Сочувственно и безнадежно кивнув, они, однако, не двинулись с места. И только Мария, одарив его той же странной улыбкой, бережно положила на белый атлас зеркальце. Он схватил его, едва не выронив, и дрожащими руками приблизил к приоткрытым губам своей златовласой Илушки. Не затуманилось округлое стекло, не помутнела его равнодушная глубина, отразившая попеременно потолок, белый кафель и красные от слез, неузнаваемые глаза поэта. И по тому как никто не сдвинулся с места: ни Мария, ни муж ее Шандор, ни светила науки, Петефи понял, что невозмутимое зеркальце не раз уже касалось этих приоткрытых и все еще розовых губ.
— Как это случилось? — спросил, трудно ворочая распухшим языком.
— Она встала с зарей, — из дальнего далека отозвалась Мария, — вышла в кухню встретить молочницу, но вдруг ахнула, схватилась за сердце и очень медленно опустилась на пол.
— Но вы уверены, что это не летаргический сон? — в который раз воззвал Вахот. — Она не проснется там, в гробу, в темноте? — голос его упал, и глаза расширились, завороженные навязчивым видением.
— Уверены совершенно, — кланяясь, отвечали с привычной грустью медики. — Благоволите послать за священником.

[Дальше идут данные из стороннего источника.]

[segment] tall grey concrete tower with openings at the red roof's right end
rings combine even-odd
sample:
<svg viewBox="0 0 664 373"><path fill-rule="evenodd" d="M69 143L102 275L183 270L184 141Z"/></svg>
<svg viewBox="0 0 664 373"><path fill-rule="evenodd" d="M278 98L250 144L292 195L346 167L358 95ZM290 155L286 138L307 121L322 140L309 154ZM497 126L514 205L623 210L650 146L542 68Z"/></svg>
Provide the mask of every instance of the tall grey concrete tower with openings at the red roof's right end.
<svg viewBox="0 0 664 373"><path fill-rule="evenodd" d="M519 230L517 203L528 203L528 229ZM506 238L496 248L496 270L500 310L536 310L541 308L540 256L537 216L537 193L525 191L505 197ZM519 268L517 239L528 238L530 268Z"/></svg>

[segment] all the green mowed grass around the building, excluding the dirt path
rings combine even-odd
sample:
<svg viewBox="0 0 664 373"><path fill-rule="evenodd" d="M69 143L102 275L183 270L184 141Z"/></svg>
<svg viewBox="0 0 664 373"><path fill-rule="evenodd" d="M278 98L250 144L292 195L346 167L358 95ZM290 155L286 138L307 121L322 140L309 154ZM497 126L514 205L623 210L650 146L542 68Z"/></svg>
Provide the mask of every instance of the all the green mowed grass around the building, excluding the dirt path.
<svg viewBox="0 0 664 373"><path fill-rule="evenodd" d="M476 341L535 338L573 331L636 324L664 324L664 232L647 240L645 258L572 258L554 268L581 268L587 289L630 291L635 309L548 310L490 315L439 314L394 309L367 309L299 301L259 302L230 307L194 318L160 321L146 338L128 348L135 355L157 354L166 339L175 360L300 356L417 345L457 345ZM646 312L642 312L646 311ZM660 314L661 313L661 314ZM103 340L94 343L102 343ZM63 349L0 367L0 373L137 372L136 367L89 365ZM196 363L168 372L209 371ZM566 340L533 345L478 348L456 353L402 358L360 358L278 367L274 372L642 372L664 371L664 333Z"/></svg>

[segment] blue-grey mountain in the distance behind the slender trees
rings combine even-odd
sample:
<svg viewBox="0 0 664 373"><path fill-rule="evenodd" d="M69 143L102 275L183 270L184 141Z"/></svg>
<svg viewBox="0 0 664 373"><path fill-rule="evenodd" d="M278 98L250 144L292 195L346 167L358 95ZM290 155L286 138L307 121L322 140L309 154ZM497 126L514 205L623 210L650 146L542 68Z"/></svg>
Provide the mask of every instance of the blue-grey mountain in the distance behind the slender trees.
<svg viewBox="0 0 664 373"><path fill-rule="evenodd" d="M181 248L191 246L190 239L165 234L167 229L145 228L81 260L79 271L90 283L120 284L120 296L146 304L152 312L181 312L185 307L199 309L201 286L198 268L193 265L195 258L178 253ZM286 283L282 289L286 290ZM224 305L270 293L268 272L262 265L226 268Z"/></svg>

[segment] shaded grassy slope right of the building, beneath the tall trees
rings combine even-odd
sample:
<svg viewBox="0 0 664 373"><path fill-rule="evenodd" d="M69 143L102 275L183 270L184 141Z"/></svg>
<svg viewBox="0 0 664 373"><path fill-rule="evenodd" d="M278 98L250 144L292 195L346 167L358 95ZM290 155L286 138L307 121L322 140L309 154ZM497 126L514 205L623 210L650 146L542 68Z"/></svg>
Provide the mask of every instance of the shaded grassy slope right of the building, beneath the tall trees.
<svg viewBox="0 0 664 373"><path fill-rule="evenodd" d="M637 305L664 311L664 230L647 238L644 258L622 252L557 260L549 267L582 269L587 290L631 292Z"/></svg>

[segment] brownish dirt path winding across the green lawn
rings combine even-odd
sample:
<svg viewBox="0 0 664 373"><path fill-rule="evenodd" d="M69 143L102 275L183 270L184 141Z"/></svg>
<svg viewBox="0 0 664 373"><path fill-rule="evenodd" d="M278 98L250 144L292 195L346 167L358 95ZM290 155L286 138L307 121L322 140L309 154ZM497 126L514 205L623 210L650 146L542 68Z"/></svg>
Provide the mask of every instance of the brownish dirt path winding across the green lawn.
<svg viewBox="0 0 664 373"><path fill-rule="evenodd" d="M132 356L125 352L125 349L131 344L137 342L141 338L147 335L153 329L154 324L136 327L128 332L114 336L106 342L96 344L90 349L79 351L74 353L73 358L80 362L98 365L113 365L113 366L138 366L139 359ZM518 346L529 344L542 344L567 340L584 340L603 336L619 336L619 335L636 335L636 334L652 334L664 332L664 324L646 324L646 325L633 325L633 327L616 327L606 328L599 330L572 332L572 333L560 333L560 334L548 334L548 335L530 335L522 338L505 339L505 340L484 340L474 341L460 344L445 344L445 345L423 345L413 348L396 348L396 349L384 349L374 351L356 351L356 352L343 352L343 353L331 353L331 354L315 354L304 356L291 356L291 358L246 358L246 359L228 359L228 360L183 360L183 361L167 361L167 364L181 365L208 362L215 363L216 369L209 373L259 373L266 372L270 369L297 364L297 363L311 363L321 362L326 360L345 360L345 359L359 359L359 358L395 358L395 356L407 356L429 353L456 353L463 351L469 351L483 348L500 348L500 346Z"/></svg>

А мы здесь, к сожалению, бессильны.
— Она умерла не одна, — покачал головой Петефи. — Вместе с ней отлетела и моя жизнь… Все пусто, бессмысленно…
Потом, стоя над холмиком белой сухой земли, усыпанном цветами и кипарисовыми ветками, он дал себе клятву, что станет приходить сюда ежедневно, что отныне эта скромная могилка на лютеранском кладбище станет его домом, куда он будет приносить, без надежды на утешение, неизбывную свою печаль, свое безответное горе. Впрочем, кто знает, быть может, в шелесте ветра, завившегося на пригорке, в падении осеннего листа или в шуме дождя, подмывающего старые склепы, он и услышит какой-то ответ? Различит слабое дуновение той невыразимой экзальтации, которую порождает любовь? Особенно такая, угасшая на пути к зениту, не успевшая разгореться.